1. **Always get user confirmation** - At step 3 (project selection) and step 5 (before creating)
2. **Prefer learning over wrapping** - Encode the knowledge, not just "run this tool"
3. **Check license** - Mention if project has restrictive license
4. **Credit the source** - Include attribution in generated skill
5. **Quality over speed** - Take time to truly understand the project

## What This Skill is NOT

- NOT a package installer
- NOT a tool wrapper
- It's about **learning from the best projects** and encoding that knowledge into a reusable skill

Overview

This skill creates reliable AI skills by learning from high-quality GitHub projects and encoding their proven methodologies. It finds relevant repositories, evaluates their quality, extracts core techniques, and converts that knowledge into a standalone skill specification. The result is a skill that follows expert practices without requiring the original project to be installed.

How this skill works

First it clarifies user intent, inputs, outputs, and constraints. Then it searches GitHub with focused queries and quality filters (stars, recency, documentation, real code). After presenting top candidates and getting confirmation, it deep-dives into the chosen project to extract algorithms, data formats, error handling, and best practices.
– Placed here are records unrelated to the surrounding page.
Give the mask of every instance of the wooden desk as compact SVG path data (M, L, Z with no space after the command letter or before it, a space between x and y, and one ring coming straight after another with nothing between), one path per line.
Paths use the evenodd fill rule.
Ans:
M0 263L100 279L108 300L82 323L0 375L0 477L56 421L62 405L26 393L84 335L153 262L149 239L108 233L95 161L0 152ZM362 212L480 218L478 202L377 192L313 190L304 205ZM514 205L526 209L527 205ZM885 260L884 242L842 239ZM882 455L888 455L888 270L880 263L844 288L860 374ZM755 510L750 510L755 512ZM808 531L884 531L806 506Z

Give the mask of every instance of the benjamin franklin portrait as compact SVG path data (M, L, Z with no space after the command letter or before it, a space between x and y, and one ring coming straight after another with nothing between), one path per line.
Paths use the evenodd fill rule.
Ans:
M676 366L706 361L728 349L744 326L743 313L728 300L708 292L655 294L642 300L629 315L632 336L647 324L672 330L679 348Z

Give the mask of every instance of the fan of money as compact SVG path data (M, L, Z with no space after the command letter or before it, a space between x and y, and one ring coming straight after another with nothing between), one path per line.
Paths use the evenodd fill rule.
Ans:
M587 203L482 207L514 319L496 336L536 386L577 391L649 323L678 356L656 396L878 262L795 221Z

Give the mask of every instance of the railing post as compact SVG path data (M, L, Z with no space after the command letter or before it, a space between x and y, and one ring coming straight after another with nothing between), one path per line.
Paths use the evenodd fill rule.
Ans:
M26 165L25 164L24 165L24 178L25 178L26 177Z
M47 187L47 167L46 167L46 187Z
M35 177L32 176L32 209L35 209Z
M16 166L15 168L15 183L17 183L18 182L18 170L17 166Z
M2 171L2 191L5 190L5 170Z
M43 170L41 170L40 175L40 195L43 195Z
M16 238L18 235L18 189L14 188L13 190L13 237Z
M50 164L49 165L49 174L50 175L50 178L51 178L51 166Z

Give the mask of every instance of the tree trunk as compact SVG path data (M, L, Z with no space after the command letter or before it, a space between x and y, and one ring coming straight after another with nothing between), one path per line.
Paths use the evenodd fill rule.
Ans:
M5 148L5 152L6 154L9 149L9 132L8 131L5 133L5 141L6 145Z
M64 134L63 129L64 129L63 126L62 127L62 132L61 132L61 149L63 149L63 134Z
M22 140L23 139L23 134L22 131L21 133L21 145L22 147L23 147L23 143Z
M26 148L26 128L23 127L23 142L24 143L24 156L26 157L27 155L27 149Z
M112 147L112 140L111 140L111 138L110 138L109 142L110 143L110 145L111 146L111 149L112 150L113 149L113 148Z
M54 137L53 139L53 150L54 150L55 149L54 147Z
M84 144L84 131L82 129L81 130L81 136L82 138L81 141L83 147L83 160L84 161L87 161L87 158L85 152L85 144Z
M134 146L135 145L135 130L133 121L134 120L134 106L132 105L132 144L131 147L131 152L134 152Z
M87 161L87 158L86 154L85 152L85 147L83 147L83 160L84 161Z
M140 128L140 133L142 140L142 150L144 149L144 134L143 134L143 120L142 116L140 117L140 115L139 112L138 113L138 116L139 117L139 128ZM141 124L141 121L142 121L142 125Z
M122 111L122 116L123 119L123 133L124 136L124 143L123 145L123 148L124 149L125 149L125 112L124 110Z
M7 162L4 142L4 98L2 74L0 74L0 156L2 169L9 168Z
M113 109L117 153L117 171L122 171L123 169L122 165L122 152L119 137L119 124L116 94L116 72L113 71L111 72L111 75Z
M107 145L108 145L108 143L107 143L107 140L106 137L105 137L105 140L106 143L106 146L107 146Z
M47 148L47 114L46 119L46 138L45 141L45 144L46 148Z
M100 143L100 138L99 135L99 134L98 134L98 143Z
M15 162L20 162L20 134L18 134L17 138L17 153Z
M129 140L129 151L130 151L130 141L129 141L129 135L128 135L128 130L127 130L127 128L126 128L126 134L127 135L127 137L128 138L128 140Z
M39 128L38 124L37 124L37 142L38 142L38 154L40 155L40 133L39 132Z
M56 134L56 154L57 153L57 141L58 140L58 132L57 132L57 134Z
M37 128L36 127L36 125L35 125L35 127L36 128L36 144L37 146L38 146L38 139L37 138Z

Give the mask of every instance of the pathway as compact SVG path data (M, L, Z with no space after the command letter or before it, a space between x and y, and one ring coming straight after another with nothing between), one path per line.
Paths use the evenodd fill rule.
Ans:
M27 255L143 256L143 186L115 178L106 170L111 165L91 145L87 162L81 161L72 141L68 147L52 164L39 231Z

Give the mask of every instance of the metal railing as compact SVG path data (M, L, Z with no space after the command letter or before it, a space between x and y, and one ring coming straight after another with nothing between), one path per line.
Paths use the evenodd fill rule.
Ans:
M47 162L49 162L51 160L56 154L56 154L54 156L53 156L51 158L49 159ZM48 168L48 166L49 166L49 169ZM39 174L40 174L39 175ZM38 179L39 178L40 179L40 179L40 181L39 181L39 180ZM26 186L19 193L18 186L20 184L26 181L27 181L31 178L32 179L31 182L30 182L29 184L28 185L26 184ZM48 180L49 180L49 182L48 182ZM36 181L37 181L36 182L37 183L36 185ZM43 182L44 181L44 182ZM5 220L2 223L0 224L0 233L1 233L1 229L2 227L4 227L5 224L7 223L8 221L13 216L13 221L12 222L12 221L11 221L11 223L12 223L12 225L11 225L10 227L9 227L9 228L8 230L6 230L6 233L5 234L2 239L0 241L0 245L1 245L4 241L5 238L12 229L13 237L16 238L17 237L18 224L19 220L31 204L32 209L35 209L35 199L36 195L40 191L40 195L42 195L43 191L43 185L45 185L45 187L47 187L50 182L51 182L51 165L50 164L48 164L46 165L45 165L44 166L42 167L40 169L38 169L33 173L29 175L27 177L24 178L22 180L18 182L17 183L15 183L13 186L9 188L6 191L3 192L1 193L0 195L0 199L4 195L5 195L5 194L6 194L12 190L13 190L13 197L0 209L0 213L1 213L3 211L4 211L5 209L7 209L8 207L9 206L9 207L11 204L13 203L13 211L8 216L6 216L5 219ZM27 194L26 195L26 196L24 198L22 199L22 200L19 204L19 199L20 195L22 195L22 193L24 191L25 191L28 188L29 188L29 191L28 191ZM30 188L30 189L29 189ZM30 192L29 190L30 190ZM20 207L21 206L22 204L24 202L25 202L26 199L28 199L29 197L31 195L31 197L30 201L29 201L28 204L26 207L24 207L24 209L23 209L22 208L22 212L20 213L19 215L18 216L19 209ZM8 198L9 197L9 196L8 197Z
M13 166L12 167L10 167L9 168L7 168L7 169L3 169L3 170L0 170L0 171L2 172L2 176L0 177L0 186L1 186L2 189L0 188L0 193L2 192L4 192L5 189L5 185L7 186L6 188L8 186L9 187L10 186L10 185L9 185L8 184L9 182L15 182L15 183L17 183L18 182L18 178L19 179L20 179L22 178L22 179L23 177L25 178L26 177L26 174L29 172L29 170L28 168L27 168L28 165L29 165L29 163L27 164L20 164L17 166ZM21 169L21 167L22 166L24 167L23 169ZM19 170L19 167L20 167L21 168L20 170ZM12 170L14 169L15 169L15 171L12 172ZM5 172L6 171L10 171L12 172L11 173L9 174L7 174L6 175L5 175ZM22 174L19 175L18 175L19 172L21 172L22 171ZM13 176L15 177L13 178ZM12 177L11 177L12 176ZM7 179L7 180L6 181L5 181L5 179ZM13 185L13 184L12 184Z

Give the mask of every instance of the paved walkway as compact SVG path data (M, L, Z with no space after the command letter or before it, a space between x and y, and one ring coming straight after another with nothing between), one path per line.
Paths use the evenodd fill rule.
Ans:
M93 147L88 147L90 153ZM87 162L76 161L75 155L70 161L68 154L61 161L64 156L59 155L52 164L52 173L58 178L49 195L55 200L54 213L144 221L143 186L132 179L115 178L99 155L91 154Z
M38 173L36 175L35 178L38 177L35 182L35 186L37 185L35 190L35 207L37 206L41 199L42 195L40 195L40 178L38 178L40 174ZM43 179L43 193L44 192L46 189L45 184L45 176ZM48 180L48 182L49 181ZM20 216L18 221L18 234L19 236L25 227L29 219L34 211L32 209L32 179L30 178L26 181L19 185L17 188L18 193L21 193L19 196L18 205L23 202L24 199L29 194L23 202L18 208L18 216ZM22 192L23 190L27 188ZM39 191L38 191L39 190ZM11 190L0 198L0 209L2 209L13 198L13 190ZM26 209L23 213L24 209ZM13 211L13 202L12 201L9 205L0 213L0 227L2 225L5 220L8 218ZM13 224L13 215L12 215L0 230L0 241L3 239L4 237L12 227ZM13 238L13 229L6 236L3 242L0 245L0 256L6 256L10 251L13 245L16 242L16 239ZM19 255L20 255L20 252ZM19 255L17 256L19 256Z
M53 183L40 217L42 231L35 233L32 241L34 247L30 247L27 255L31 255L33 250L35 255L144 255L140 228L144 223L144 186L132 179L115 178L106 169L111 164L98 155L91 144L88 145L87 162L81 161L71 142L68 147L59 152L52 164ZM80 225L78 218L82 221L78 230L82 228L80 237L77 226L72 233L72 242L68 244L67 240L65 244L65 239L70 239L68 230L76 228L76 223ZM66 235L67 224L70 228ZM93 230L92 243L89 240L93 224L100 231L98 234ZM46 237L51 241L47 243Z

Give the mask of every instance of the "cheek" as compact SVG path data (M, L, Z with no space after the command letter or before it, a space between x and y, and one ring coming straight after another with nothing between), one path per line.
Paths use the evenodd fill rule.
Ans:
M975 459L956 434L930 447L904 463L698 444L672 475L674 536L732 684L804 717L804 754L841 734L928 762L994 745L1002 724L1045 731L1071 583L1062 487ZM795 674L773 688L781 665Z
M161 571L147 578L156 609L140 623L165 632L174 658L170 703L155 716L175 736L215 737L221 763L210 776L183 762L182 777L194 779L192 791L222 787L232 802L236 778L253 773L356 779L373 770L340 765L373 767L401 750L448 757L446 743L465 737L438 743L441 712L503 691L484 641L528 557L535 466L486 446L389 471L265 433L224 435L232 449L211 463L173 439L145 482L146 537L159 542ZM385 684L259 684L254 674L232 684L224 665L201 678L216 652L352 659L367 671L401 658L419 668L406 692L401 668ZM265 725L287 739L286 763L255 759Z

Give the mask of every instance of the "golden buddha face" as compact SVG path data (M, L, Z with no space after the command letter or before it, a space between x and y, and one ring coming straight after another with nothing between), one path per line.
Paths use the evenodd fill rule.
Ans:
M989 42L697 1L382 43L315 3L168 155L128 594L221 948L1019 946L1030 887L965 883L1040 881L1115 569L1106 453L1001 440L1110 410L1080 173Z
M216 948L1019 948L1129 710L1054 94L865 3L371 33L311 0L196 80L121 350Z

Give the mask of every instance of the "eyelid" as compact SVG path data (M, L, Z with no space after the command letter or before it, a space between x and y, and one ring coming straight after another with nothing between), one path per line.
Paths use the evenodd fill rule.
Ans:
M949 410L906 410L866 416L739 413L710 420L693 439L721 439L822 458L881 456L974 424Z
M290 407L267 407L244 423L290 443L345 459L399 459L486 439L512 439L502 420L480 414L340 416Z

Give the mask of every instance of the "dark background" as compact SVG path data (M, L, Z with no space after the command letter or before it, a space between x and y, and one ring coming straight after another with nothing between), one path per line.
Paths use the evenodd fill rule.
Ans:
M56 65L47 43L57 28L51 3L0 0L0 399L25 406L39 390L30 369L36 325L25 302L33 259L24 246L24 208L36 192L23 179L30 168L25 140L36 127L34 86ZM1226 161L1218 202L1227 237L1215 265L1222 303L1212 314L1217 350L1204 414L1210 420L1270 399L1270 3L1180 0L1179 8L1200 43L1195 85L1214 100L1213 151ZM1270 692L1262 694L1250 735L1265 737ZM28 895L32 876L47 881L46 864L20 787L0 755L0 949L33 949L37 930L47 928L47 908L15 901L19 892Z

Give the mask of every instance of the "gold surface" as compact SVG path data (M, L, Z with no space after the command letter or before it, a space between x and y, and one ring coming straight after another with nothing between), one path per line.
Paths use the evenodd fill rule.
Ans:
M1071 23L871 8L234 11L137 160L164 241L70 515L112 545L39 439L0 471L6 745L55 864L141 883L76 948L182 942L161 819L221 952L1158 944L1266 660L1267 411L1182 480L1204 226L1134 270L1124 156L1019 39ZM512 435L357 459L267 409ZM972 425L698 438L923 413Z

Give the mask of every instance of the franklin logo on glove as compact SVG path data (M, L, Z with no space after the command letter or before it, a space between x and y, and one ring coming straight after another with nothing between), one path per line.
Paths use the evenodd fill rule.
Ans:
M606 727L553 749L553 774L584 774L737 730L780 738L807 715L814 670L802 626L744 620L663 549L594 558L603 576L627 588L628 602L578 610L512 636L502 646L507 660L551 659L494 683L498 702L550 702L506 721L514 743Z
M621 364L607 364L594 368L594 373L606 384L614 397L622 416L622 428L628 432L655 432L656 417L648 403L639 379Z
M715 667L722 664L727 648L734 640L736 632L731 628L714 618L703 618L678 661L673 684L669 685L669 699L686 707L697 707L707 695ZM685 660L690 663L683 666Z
Finally it summarizes findings and produces a skill design that embodies the learned approach and notes license and attribution.

When to use it

  • You want a skill that implements a well-established solution pattern from open-source projects.
  • You need a robust starting point for tasks like parsing, conversion, or automation where GitHub hosts mature tools.
  • You want a skill informed by battle-tested code and real examples rather than ad-hoc heuristics.
  • You need to learn proven input/output formats, error patterns, or dependency constraints before implementing a skill.

Best practices

  • Start by clarifying exact input, desired output, and constraints before searching.
  • Use broad-to-narrow GitHub queries and include keywords like cli, library, or tool when relevant.
  • Apply quality filters: >100 stars, updated within 12 months, clear README, and real code.
  • Always present 3–5 top candidates and get user confirmation before deep-diving.
  • Encode knowledge (algorithms, formats, pitfalls) into the skill, do not merely wrap the tool.
  • Check and record the repository license and include attribution in the skill output.

Example use cases

  • Create a skill that converts Markdown to PDF by learning from popular converters and templates.
  • Design a sentiment-analysis skill by studying top NLP libraries and example preprocessing pipelines.
  • Build a code-documentation skill by extracting techniques from projects that generate API docs.
  • Produce a commit-message assistant by encoding the Conventional Commits specification and examples.
  • Develop a CLI-style file transformer skill informed by a well-maintained command-line tool.

FAQ

Will the skill require the original project to be installed?

No. The approach is to encode the project's knowledge and patterns into the skill so it works independently of the original repository.

How do you ensure the chosen projects are high quality?

I apply strict filters (stars >100, recent updates, clear README, actual source code) and review core files and examples before selecting candidates.